By 47BC the lunar calendar of the Roman Empire was out of step with the solar year by three months. Julius Caesar appointed the Greek astronomer Sosigenes to sort it out. the next year - 46BC the new calendar was introduced. Julius inserted not only the usual extra 23 days but two more months. So the year was 445 days long. It became known as "The Year of Confusion".
From then on, the current calendar now accepted intern
ationally had come into use. And it explains why September, October, November and December whose names derive from Seven, Eight, Nine and Ten, are actually the ninth, tenth, eleventh and twelfth months.
Our months date from this time when they were changed from the lunar months into divisions of the solar year.
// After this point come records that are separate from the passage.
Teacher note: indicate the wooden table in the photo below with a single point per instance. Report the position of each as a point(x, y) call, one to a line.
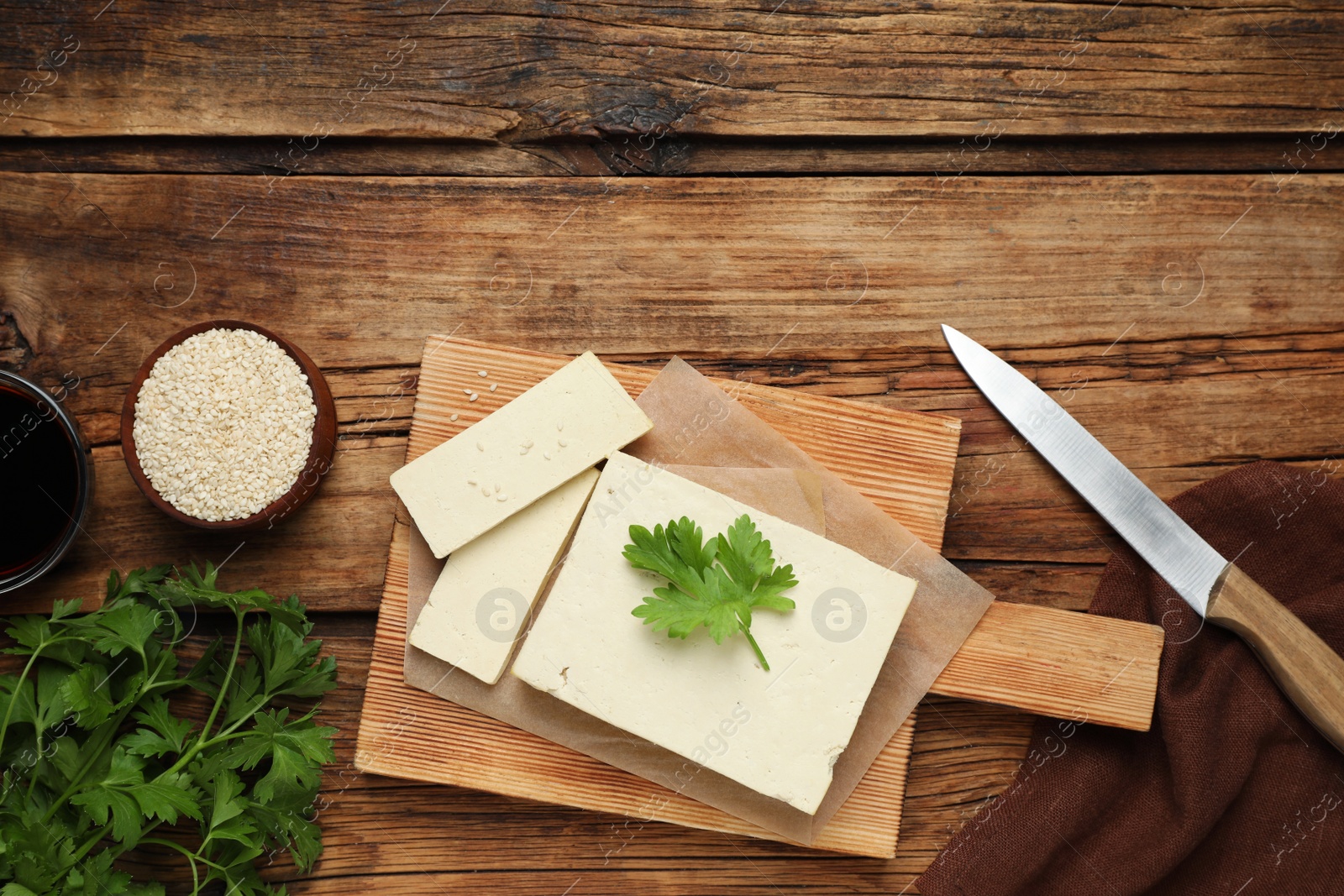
point(1137, 204)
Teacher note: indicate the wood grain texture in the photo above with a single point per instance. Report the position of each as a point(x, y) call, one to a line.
point(682, 156)
point(407, 837)
point(743, 269)
point(902, 461)
point(1070, 665)
point(519, 70)
point(1085, 668)
point(1307, 669)
point(1066, 277)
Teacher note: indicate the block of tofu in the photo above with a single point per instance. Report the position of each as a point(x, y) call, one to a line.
point(780, 731)
point(541, 439)
point(486, 591)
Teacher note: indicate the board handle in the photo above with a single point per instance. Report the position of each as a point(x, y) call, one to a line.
point(1304, 667)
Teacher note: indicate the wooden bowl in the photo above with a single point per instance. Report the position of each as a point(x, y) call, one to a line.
point(319, 454)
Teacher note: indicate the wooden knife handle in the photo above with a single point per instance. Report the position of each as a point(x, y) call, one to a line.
point(1304, 667)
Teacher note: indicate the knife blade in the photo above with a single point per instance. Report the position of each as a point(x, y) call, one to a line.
point(1305, 668)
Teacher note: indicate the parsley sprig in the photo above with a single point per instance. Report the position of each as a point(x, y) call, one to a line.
point(96, 762)
point(714, 584)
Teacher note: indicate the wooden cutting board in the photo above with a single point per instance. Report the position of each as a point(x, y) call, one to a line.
point(1042, 660)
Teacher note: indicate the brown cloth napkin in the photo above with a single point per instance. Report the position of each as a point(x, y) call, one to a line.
point(1231, 793)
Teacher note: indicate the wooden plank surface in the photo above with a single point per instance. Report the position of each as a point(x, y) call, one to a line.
point(1099, 322)
point(1079, 282)
point(521, 71)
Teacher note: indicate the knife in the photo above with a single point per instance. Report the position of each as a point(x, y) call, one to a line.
point(1304, 667)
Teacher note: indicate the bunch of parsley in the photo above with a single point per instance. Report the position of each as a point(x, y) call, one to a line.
point(94, 761)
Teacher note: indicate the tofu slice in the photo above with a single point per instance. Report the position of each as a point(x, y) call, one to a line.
point(779, 732)
point(486, 591)
point(541, 439)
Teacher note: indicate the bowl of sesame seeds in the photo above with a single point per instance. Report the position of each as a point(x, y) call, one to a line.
point(228, 426)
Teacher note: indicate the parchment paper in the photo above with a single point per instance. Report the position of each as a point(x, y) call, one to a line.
point(696, 425)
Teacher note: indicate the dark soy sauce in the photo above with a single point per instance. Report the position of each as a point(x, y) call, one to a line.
point(39, 479)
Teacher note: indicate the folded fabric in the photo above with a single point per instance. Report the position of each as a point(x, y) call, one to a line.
point(1231, 793)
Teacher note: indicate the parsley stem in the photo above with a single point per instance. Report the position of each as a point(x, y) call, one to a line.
point(24, 676)
point(192, 857)
point(757, 647)
point(228, 674)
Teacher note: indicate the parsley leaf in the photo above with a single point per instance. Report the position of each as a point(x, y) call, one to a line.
point(94, 759)
point(714, 584)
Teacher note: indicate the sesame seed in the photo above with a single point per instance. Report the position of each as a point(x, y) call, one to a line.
point(223, 423)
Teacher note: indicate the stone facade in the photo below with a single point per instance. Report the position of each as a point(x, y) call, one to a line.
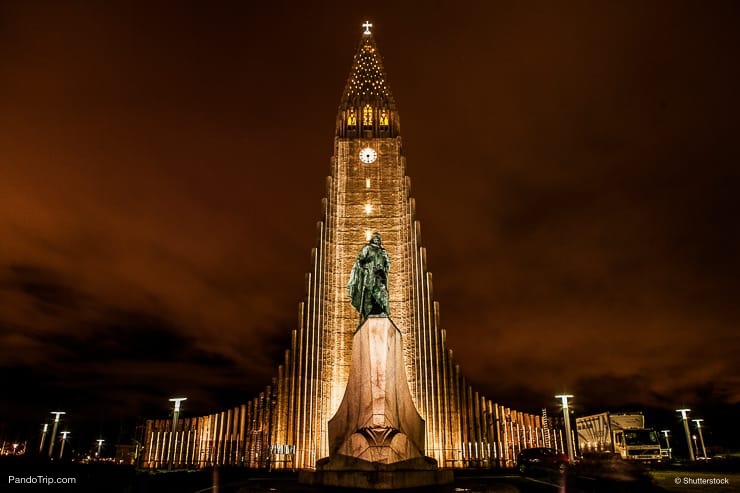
point(287, 425)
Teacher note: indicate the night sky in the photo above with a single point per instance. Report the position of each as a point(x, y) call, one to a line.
point(575, 169)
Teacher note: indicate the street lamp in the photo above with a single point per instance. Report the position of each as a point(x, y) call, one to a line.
point(566, 415)
point(173, 439)
point(667, 443)
point(683, 412)
point(701, 436)
point(54, 430)
point(64, 439)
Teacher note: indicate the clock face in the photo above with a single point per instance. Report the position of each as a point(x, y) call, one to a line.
point(368, 155)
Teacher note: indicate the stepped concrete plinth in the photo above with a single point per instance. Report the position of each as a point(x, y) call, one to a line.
point(376, 437)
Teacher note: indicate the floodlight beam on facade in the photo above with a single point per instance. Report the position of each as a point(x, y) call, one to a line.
point(701, 436)
point(56, 414)
point(173, 435)
point(667, 442)
point(684, 418)
point(566, 416)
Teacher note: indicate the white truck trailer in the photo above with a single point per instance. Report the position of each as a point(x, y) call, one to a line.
point(624, 434)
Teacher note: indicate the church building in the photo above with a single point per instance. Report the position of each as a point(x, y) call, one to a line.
point(285, 427)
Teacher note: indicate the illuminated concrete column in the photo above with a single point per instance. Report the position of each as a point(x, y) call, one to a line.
point(65, 434)
point(43, 437)
point(684, 417)
point(566, 416)
point(701, 436)
point(667, 443)
point(173, 435)
point(54, 430)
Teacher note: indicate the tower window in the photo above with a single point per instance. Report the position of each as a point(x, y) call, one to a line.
point(383, 118)
point(367, 116)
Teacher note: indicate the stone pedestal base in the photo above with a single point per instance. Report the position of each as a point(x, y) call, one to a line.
point(349, 472)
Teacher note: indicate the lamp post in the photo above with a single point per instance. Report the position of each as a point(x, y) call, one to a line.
point(701, 436)
point(667, 443)
point(43, 437)
point(54, 430)
point(64, 439)
point(683, 412)
point(566, 415)
point(173, 439)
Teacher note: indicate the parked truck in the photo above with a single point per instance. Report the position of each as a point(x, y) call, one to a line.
point(624, 434)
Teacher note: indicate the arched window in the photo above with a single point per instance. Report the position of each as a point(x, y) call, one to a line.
point(367, 116)
point(383, 118)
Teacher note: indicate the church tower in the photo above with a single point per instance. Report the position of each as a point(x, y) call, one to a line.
point(287, 425)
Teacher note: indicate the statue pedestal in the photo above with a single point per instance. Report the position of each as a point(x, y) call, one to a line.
point(376, 437)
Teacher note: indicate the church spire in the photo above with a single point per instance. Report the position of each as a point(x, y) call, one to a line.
point(367, 108)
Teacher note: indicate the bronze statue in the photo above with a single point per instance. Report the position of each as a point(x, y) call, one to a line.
point(368, 282)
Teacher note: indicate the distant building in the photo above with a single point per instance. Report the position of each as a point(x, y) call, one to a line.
point(286, 425)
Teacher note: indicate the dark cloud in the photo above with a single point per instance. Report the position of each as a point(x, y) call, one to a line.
point(574, 169)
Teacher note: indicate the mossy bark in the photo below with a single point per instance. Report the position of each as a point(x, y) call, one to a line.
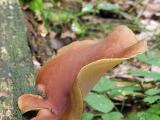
point(16, 69)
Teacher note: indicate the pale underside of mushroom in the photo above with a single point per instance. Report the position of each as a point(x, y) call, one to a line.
point(67, 77)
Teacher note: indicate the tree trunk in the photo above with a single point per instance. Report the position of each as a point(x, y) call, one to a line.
point(16, 69)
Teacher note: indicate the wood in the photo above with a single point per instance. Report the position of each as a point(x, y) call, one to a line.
point(16, 69)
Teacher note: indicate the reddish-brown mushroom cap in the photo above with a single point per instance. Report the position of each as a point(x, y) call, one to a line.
point(70, 75)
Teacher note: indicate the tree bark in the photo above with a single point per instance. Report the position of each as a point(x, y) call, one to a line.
point(16, 69)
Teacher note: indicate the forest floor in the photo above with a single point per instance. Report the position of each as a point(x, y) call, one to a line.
point(135, 91)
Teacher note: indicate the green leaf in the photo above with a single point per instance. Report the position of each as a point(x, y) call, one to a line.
point(152, 91)
point(99, 102)
point(155, 75)
point(104, 84)
point(149, 59)
point(155, 109)
point(151, 99)
point(108, 6)
point(36, 5)
point(112, 116)
point(88, 8)
point(143, 116)
point(59, 15)
point(126, 90)
point(87, 116)
point(132, 117)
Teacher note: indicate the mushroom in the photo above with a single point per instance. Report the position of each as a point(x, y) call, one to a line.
point(67, 77)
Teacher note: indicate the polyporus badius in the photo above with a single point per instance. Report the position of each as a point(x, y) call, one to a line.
point(67, 77)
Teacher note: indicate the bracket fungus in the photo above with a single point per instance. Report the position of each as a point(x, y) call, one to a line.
point(67, 77)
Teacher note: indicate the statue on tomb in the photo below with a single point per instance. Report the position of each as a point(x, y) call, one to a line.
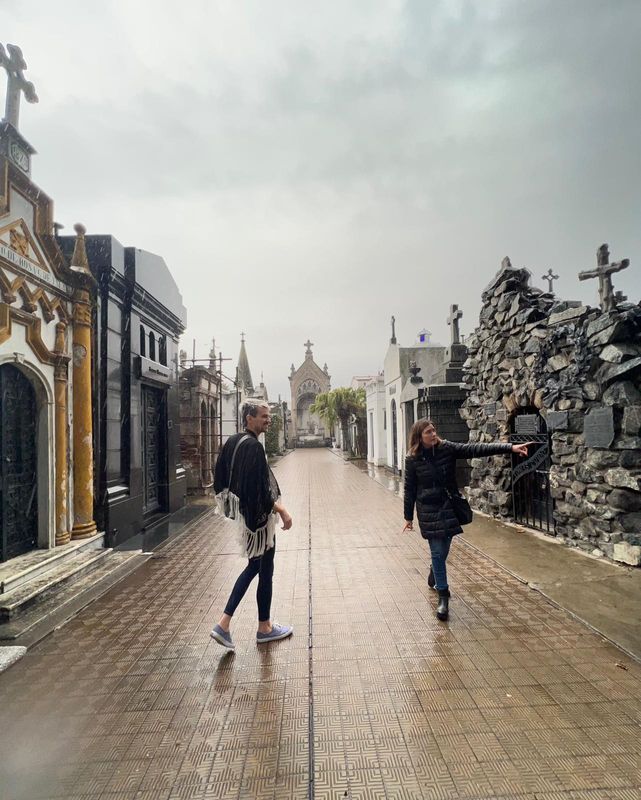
point(604, 272)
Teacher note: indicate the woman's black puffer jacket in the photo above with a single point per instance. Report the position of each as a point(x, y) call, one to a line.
point(431, 474)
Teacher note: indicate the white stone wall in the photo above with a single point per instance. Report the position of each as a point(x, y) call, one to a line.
point(376, 423)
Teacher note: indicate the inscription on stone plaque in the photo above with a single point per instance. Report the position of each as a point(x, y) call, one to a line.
point(527, 424)
point(557, 420)
point(598, 427)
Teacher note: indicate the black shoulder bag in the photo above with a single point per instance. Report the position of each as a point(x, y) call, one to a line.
point(462, 509)
point(228, 506)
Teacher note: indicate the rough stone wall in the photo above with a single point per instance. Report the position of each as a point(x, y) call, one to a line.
point(572, 363)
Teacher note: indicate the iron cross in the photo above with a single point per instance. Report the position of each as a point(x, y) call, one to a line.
point(15, 65)
point(604, 273)
point(453, 319)
point(550, 277)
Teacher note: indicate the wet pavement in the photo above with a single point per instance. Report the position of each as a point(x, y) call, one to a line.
point(371, 698)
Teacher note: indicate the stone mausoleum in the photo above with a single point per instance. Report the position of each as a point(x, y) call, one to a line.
point(307, 382)
point(566, 377)
point(46, 436)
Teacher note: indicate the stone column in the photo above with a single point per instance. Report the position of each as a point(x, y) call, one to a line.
point(83, 522)
point(62, 477)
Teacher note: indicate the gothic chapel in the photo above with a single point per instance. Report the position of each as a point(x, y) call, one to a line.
point(46, 460)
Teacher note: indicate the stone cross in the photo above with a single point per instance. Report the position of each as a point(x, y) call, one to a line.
point(550, 277)
point(454, 317)
point(604, 272)
point(15, 65)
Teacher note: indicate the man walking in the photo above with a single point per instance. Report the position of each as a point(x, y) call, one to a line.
point(247, 493)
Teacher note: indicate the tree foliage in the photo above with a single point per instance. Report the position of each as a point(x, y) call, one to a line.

The Romans had three reference dates in the month:
The other days were numbered backwards from them. In the Julian leap year, the extra day was not placed at the end of February, as we do now, but between the 24th and 25th which was the 7th and 5th days before the Kalends of Mars. the extra day became the extra 6th day before Kalends.
The Emperor Constantine combined Christianity - a popular cult amongst the civil service, and the Sun God religion popular with the Roman army, in his ambition to create a re-united Roman Empire with himself as Emperor. His claim to see a vision of a cross on the Sun's disk could have meant something to either cult. Symbols and festivals merged into the new state religion. Christmas was taken from the Sol Invicta (Unconquered Sun) religion was supposed to be the winter solstice. The 25th March was fixed as the Spring Equinox. Both dates were not exact astronomically. There is more separately on the Guardian of the Sun, World-Surveyor-Man.
Minutes and seconds come from the Roman - pars minuta (small part) and pars secunda -(second part) They also used parte tertia etc. These were still used in the 16th century.
Fixing the actual date of the birth of Christ and numbering the years from this as the Christian Era was invented by the Scythian (from South Russia, or south Siberia) monk Dionysius Exiguus (Dennis the Little). In 532 AD he was in Rome trying to calculate the date for Easter - a contentious issue for the church at the time. He calculated that Christ's birth must have occurred in 753 A.U.C. that is 753 years from the founding of Roman (Ab Urbe Condita). He called the years after Anno ab Incarnatione (Year of Incarnation).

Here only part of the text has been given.